O Lugar Alto da Cidade

noveia

    Você ainda se lembra do endereço daquele lugar alto da cidade para onde ia sentir saudade de outro alguém? E me ligava para dizer coisas que só um velho com coração partido num asilo poderia dizer com tamanha naturalidade emocional. E dizia que não precisava ouvir meus conselhos, só precisava contar. E me deixava com um aperto no peito pelo resto da noite, da semana, do mês, querendo te encontrar para tentar resolver tudo com abraços. Você ainda fica sentado naquele gramado do parque planejando o futuro que costumava tentar mudar?
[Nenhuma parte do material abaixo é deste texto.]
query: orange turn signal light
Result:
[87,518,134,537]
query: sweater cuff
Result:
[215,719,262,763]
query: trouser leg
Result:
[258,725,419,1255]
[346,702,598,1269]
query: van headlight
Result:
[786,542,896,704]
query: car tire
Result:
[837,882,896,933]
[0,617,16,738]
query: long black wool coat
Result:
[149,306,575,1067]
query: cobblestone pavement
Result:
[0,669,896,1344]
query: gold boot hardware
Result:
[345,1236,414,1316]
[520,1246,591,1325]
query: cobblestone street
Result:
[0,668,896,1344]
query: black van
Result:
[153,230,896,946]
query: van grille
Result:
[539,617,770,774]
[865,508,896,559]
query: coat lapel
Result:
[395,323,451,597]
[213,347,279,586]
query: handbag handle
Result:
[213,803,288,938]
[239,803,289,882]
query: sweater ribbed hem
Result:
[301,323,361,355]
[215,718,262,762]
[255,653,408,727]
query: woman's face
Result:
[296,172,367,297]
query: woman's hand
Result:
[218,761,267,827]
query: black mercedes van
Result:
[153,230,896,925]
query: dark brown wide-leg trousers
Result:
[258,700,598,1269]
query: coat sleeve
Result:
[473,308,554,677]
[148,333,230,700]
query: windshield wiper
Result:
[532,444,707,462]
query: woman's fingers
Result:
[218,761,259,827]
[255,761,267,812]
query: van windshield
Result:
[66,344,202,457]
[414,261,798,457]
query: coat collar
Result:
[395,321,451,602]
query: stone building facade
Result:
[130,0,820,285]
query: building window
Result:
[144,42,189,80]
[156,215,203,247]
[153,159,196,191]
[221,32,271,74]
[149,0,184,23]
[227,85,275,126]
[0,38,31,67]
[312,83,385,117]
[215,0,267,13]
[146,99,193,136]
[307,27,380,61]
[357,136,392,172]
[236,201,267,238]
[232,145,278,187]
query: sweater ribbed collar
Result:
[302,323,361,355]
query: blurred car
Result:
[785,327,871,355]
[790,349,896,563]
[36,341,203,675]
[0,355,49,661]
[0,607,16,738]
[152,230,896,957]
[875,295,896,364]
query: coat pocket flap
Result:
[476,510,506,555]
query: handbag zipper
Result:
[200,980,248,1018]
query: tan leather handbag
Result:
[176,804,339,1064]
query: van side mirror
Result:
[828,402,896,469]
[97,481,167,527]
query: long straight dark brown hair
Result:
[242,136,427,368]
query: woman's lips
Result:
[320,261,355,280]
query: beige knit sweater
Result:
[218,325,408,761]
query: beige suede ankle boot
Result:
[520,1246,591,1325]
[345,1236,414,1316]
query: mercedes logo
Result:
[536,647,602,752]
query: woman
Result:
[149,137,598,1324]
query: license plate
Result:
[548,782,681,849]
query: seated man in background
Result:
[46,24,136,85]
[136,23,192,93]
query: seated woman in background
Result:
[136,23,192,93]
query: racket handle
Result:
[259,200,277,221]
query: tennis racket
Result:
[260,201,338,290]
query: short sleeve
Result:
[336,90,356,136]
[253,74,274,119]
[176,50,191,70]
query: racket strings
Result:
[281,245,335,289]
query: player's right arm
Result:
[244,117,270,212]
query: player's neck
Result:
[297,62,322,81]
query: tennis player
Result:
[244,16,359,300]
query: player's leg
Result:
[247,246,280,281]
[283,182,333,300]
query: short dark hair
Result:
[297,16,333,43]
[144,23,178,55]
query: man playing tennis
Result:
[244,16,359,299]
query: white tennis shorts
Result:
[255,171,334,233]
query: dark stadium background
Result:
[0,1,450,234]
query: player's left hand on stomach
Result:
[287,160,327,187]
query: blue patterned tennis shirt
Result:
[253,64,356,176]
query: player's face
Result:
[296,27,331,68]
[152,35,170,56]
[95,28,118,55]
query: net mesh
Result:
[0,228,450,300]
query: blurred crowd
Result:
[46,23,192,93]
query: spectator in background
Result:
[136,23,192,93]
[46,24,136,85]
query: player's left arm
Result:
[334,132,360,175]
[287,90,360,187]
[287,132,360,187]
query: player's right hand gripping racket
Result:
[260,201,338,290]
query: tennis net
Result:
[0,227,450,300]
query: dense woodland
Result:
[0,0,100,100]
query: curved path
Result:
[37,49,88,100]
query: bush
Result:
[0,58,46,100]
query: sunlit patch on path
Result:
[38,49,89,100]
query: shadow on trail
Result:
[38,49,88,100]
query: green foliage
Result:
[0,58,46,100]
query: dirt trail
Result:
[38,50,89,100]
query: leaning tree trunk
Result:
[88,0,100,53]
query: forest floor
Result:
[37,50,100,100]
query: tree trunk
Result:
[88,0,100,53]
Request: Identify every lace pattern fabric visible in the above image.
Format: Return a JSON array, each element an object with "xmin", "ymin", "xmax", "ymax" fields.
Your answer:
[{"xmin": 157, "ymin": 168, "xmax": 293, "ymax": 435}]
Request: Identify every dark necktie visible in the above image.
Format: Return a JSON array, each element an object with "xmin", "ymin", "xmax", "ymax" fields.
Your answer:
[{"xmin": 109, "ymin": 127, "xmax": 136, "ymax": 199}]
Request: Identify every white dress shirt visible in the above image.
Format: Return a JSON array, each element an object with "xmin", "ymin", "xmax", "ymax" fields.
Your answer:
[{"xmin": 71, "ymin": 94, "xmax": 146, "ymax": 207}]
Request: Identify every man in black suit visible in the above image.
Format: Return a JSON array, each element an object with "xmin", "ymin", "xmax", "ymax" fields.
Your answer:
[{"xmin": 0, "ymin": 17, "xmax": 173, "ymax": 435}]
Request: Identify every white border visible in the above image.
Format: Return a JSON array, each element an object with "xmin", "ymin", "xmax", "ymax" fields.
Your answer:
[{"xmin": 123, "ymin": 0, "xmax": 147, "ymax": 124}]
E lamentava dos erros passados, me dizia que os velhos amigos não eram mais confiáveis e que o velho você estava morrendo, só precisava de uns últimos sufocos. Como se vinte e poucos anos fossem muitos. Ainda sai naquele sol de meio-dia depois de longas conversas matinais com alguém? Porque você só se deixava abalado até o meio-dia, depois a vida mudava, ia para o trabalho, para a faculdade, para o bar, nada te deixava triste, nada te perturbava. Porque você já tinha tido aquelas longas conversas comigo e tudo havia ficado para trás. Até dar meia-noite. Até a próxima manhã. Você ainda tem esses tempos regulados? Eu estou perguntando isso porque às vezes te vejo às 15, às 20, e não o entendo. E eu não sei bem os motivos. Mas se caso lembrar daquele endereço, peço que anote em algum lugar para mim, eu ando precisando ir para um lugar alto da cidade para sentir saudade de você.

Flávia Andrade

Vulnerável


    Eu tenho chances de correr para te encontrar e dizer todas as coisas que não param de rodear minha mente aonde quer que eu vá. Também posso continuar caminhando inquieta até que a gente se esbarre em qualquer calçada e eu receba a chance de dizer todas as coisas que não param de rodear minha mente aonde quer que eu vá. Posso tanto te procurar quanto esperar que me encontre, posso confiar no destino ou nos meus próprios pés. Eu somente não sei se posso ter tamanha coragem, se posso ter voz. Eu somente não sei o que vem depois. Se eu correr, posso perder todo meu ar. Se eu esbarrar, posso me machucar demais. Se eu confiar, posso acabar um pouco pior do que a última decepção me deixou. No meio de todas essas coisas que não param e etc e tal, estão suas reações. Não dependo de mim, pois se fosse, eu já estaria distante o bastante, com tudo resolvido. Dependo de você, de como foi seu dia, sua semana, do quanto sua cabeça está cheia, do quanto sua paciência anda durando, das suas cargas emocionais, físicas, dos seus últimos diálogos e do resto da sua vida, dependo de todos os caminhos que irão anteceder a parada na minha frente e toda a visão que seus olhos alcançarão enquanto meus lábios vão se mover pouco a pouco tentando dizer o que preciso. Se nada de você condizer com o que sinto, eu posso te perder completamente em poucos segundos, eu posso me perder sem prazo de volta, nós podemos acabar cometendo os maiores erros de nossas vidas. E tudo o que me rodeia é só sobre acertar dessa vez.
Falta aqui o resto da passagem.